Kyleigh Crier hanged herself in April 2014 while in the care of a Crossroads group home, operated by the non-profit agency E4C.
Thirteen years earlier, a judge had recommended that group homes and other residential facilities for youth should have breakaway bars in showers or closets.
Collapsible bars are designed to break if a person’s bodyweight is placed on them, preventing suicides. Crier’s group home was still not equipped with them.
The recommendation regarding collapsible rods “disappeared into a bureaucratic black home, only to reappear in the aftermath of (Crier’s) death,” wrote provincial court Judge Frederick MacDonald.
It appears that as long as a decade before Crier’s death, Crossroads had been advised to change the rods but the work was never done.
The judge found that, overall, Crier appeared to be stabilizing while at Crossroads but staff had no sense of her suicidal thoughts before her death.
“In my view, Crossroads provided (Crier) with a stability that had been absent from her life for many, many years.”
Youth need ‘suicide profile’ with their files
MacDonald made three main recommendations about how to prevent similar deaths from happening again, including:
- Caregivers must write a “direct and specific and detailed” suicide profile for every child being admitted to a placement or being moved from one placement to another.
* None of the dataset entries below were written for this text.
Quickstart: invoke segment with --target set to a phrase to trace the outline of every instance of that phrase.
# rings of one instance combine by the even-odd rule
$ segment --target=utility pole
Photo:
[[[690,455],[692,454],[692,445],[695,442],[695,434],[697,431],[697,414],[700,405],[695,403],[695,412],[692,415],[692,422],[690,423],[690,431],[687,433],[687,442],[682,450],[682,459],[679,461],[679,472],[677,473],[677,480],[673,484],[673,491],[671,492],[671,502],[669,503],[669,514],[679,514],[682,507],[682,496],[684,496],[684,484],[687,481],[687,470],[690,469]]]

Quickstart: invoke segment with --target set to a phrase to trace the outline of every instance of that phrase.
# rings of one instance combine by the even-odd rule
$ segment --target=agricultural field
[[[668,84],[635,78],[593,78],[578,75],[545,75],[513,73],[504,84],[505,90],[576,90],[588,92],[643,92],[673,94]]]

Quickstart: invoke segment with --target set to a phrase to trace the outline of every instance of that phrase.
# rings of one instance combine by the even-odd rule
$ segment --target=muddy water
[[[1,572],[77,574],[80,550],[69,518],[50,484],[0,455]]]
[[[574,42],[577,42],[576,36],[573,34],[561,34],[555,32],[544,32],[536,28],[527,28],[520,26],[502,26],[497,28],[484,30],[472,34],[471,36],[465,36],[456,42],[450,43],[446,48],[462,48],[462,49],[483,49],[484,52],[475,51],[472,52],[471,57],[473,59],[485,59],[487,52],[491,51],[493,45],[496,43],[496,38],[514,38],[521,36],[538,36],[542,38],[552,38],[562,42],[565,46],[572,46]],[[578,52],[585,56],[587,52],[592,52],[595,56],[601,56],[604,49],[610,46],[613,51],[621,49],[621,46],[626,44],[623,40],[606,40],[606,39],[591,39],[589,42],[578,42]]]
The inquiry heard that when Crier was given a new case worker in May 2013, the worker did not know about her history of attempted suicide. When Crier moved into Crossroads, the worker did not forward any information about Crier’s prior mental health problems, including significant self-harm and a previous suicide attempt. “This is not withstanding there was ample information on file detailing both,” MacDonald wrote. Staff at Crossroads eventually learned about Crier’s mental health history through interactions with her.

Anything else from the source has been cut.